Informò la sua krew degli sviluppi. Con sua grande gioia, parvero molto più preoccupati per la sua salvezza di quanto non lo fosse lui stesso.

Si ritirò nel Collaboratorio, dove sapeva che sarebbe stato molto più al sicuro. Nell’eventualità di un crimine violento, il servizio di sicurezza del Collaboratorio avrebbe fatto scattare gli allarmi che segnalavano un vettore animale in fuga e qualsiasi apertura nella cupola si sarebbe chiusa come la camera blindata di una banca.

Oscar era molto più al sicuro sotto la cupola di vetro, ma questo rischiava di farlo sentire imprigionato, sotto pressione, mentre la sua vita veniva rinchiusa entro stretti confini da mani invisibili. Comunque, aveva ancora a disposizione un campo d’azione piuttosto ampio per contrattaccare. Oscar si immerse furiosamente nel suo portatile. Lui, Pelicanos, Bob Argow e Audrey Avizienis avevano tutti collaborato per seguire la catena di prove.

Il senatore Dougal e la sua mafia texana/cajun di bravi vecchi ragazzi divorafondi in un primo momento erano stati molto ligi al dovere. Le somme da loro intascate, relativamente modeste, svanivano subito, oltrepassando i confini dello stato texano e finendo nel vasto mercato del riciclaggio di denaro costituito dai casinò della Louisiana. I fondi tornavano indietro un po’ per volta, sotto forma di generosi contributi per le campagne elettorali e di inspiegabili seconde case intestate a mogli e nipoti.

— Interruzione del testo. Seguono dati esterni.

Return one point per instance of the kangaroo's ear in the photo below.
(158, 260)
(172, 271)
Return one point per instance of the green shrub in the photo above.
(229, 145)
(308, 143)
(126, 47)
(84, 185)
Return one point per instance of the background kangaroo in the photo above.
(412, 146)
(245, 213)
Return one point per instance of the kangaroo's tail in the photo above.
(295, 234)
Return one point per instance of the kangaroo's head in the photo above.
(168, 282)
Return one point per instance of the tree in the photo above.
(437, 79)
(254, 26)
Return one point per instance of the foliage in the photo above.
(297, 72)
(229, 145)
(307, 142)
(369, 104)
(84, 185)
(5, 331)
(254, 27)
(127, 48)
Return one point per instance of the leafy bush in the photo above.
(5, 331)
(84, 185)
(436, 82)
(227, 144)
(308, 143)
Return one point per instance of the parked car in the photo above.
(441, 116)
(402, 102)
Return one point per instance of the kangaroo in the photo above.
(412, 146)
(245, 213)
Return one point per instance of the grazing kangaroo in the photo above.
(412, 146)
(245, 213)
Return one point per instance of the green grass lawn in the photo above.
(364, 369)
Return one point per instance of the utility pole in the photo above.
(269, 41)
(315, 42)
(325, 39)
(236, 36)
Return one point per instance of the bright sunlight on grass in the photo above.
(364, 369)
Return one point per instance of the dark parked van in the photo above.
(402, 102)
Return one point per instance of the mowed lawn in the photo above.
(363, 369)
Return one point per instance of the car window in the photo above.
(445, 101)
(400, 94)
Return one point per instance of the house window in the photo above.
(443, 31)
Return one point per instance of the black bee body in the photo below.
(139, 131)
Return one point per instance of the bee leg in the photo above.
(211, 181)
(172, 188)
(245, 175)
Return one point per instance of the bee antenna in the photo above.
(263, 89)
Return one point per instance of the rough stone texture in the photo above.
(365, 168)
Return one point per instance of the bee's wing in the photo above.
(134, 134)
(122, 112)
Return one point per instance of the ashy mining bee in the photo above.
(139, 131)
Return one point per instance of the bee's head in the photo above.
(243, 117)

Ma con il passare degli anni la situazione finanziaria del paese era diventata incerta e caotica. Con l’iperinflazione che infuriava e le maggiori industrie che svanivano una come l’altra, come tanti palloncini bucati, era diventato difficile salvare le apparenze. Nascondere le loro tracce era diventato noioso, faticoso. Ormai il Collaboratorio godeva di una protezione incrollabile da parte del senatore Dougal, le cause, da molto tempo onorate, del progresso scientifico e della protezione delle specie in pericolo suscitavano nella maggior parte degli americani un caldo e generoso sentimento di approvazione e un’assoluta mancanza di spirito polemico. Il lavoro del Collaboratorio procedeva a fatica, mentre il marciume dilagava nell’ombra, sotto forma di manovre di partito, appalti truccati, una galassia minore di bustarelle e di transazioni di denaro occulte. Fiorivano le raccomandazioni, posti poco impegnativi ma molto remunerativi, come la gestione del parcheggio, dell’impianto idraulico e della lavanderia, venivano affidati ad alleati politici dell’ultima ora. L’appropriazione indebita è un po’ come l’alcolismo. Smettere è estremamente difficile e, se nessuno ti aiuta a uscirne, allora iniziano a comparire le prime venuzze.

Oscar sentiva di stare facendo eccellenti progressi. Le sue possibilità di azione si moltiplicavano costantemente.

Fu allora che il primo pazzo omicida attaccò.

In questo caso, Oscar venne avvicinato dalla sicurezza del Collaboratorio, sicurezza che assunse le sembianze di un ufficiale donna di mezza età appartenente a una piccola agenzia di polizia federale nota come ‘Autorità per la sicurezza del Collaboratorio nazionale di Buna’. La donna informò Oscar che un uomo appena arrivato da Muskogee, Oklahoma, aveva iniziato a battere i pugni, senza alcun risultato, contro la porta stagna meridionale, brandendo una scatola di cartone rivestita di carta argentata; continuava a insistere che si trattava di una ‘super granata’.